First one line then another and another while the first line
reload. My God it is loud and unceasing. Col Aug. Moor was
first to advance with parts of the Ohio 123 and some W Va men,
but they had to fall back despite a valiant charge. And still
the Rebs came at us. The command came to our lines to attack
with bayonets fixed, them that had them.
We could not see where we were headed what with the cannon
smoke and the fog and rain. We could hardly move, the mud being
so thick. We fell back as the Rebs continued to advance. I
could taste the sulfur and mud in my mouth, noes and eyes. The
soldier to my left was shot and kilt shortly after we began our
advance. I didn't even know it at the time. My eyes were fixed
upon the enemy and it was awl I could do to reload and fire. I
only reloaded once, as our lines were so close.
Then is when I knew it Becky. Some of those advancing on us
were not men, but boys too young yet to shave. They turned out
to be cadets from Winchester. But they could shoot a rifle and
they were. One came right at me brandishing his bayonet as I
beleve he had spent his ammunition. He was barefoot having lost
his shoes in the field below. There was a look on his face I
shall never forget. He looked strait at me as he came and I
raised my rifle at him. Ther was nothing else to do, and may
God forgive me, I believe I kilt him. He could not have been
more than a couple year older than Homer and Edwin. I cannot
forget how I watched him fall. The young lad fell and clawed at
his blouse, atearing it open to the wound I had caused.
Everytime I recall it I know what I have done and thot at the
moment and still feel that I want no more of this.

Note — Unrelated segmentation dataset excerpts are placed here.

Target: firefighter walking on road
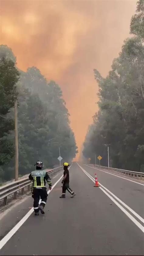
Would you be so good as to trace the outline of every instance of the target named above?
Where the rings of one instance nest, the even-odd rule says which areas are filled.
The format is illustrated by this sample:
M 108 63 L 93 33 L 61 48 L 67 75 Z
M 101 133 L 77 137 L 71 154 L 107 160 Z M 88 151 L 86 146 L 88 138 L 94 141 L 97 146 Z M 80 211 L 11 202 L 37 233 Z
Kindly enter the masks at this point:
M 70 166 L 69 164 L 65 162 L 63 164 L 63 178 L 61 183 L 63 184 L 62 188 L 62 195 L 60 196 L 60 198 L 65 198 L 66 197 L 66 190 L 67 190 L 69 193 L 71 194 L 71 198 L 73 198 L 76 195 L 76 194 L 70 188 L 69 183 L 70 182 L 69 176 L 69 171 L 68 167 Z
M 29 176 L 29 178 L 33 181 L 32 197 L 34 199 L 33 209 L 35 215 L 38 215 L 39 210 L 42 214 L 45 213 L 44 208 L 46 204 L 48 196 L 46 187 L 46 182 L 49 185 L 49 189 L 51 190 L 52 183 L 49 175 L 44 170 L 42 170 L 43 167 L 43 162 L 39 160 L 35 165 L 36 170 L 32 171 Z M 40 198 L 41 202 L 39 205 Z

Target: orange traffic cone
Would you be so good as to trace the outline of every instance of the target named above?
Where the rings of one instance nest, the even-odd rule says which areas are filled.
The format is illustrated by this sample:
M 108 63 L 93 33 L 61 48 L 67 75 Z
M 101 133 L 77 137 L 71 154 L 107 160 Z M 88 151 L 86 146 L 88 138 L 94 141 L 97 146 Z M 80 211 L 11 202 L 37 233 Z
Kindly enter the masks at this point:
M 95 185 L 94 186 L 94 187 L 100 187 L 100 185 L 99 185 L 98 182 L 98 179 L 97 178 L 97 175 L 95 173 Z

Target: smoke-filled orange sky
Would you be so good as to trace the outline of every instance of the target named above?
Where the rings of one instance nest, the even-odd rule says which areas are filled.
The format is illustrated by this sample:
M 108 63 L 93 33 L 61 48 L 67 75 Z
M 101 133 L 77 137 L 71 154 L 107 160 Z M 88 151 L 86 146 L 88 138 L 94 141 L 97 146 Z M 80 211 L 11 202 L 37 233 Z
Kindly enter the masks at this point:
M 136 0 L 0 0 L 0 43 L 18 67 L 60 86 L 80 151 L 98 110 L 93 70 L 105 76 L 129 36 Z

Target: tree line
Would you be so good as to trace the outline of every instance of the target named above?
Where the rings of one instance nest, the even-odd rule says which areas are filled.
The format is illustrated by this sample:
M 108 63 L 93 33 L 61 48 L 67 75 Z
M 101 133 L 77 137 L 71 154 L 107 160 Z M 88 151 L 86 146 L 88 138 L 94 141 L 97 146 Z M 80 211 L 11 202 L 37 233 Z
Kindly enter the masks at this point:
M 96 154 L 100 155 L 101 165 L 108 166 L 109 146 L 111 167 L 144 171 L 144 1 L 139 0 L 130 23 L 133 36 L 124 41 L 108 75 L 104 78 L 94 70 L 99 110 L 89 127 L 83 150 L 91 163 Z
M 59 164 L 59 148 L 70 162 L 77 152 L 70 116 L 60 88 L 35 67 L 16 67 L 11 49 L 0 46 L 0 181 L 14 177 L 14 102 L 18 102 L 19 173 L 33 170 L 39 159 L 46 168 Z M 54 143 L 55 142 L 55 143 Z

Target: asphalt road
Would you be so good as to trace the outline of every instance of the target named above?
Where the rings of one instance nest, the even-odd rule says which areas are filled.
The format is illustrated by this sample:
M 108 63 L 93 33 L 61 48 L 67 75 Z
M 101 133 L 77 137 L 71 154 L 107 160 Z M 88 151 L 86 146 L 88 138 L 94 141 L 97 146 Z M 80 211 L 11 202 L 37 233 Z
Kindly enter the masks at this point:
M 140 228 L 143 223 L 139 216 L 142 219 L 143 214 L 144 186 L 79 164 L 83 169 L 74 163 L 69 170 L 75 197 L 71 199 L 67 192 L 65 199 L 60 199 L 60 181 L 49 195 L 45 214 L 36 216 L 33 213 L 4 246 L 1 255 L 143 255 Z M 94 187 L 89 174 L 94 178 L 96 172 L 104 187 Z M 23 208 L 32 203 L 30 198 L 27 200 Z

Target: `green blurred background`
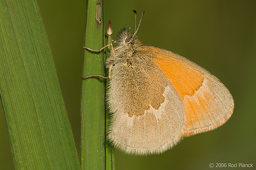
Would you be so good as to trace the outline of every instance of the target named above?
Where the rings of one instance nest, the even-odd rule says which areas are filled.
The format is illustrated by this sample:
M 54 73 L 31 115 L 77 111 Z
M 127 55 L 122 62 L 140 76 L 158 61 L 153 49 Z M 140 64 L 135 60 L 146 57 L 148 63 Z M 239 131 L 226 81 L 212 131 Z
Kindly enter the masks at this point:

I had not much time to reflect on it atall. The 1st W Va were
at the fore & center of it & moved forward in the mud. We could
go no further then a hundred yards or so until we saw we were
not supported on either flank & we retreated as slowly as we
had advanced. The battle went back and forth until mid
afternoon when They gave the call to retreat, and we fought our
way backwards. The mud was near up to my knees. No sooner than
we had reformed near our original positions than we were told
to advance again, but our right flank was exposed. Even I knew
that. We have very little confidence in our officers here. At
least the Generals. That little Dutchman, he was incompetent.
Half the time he cussed us in German and we have no idea what
he was on about. At least our own officers Col Weddle & Major
Stephens are tolerable and we can understand them, but that
Seagle. He was no damn good. I believe he got more of us kilt
than was likely under a more competent general.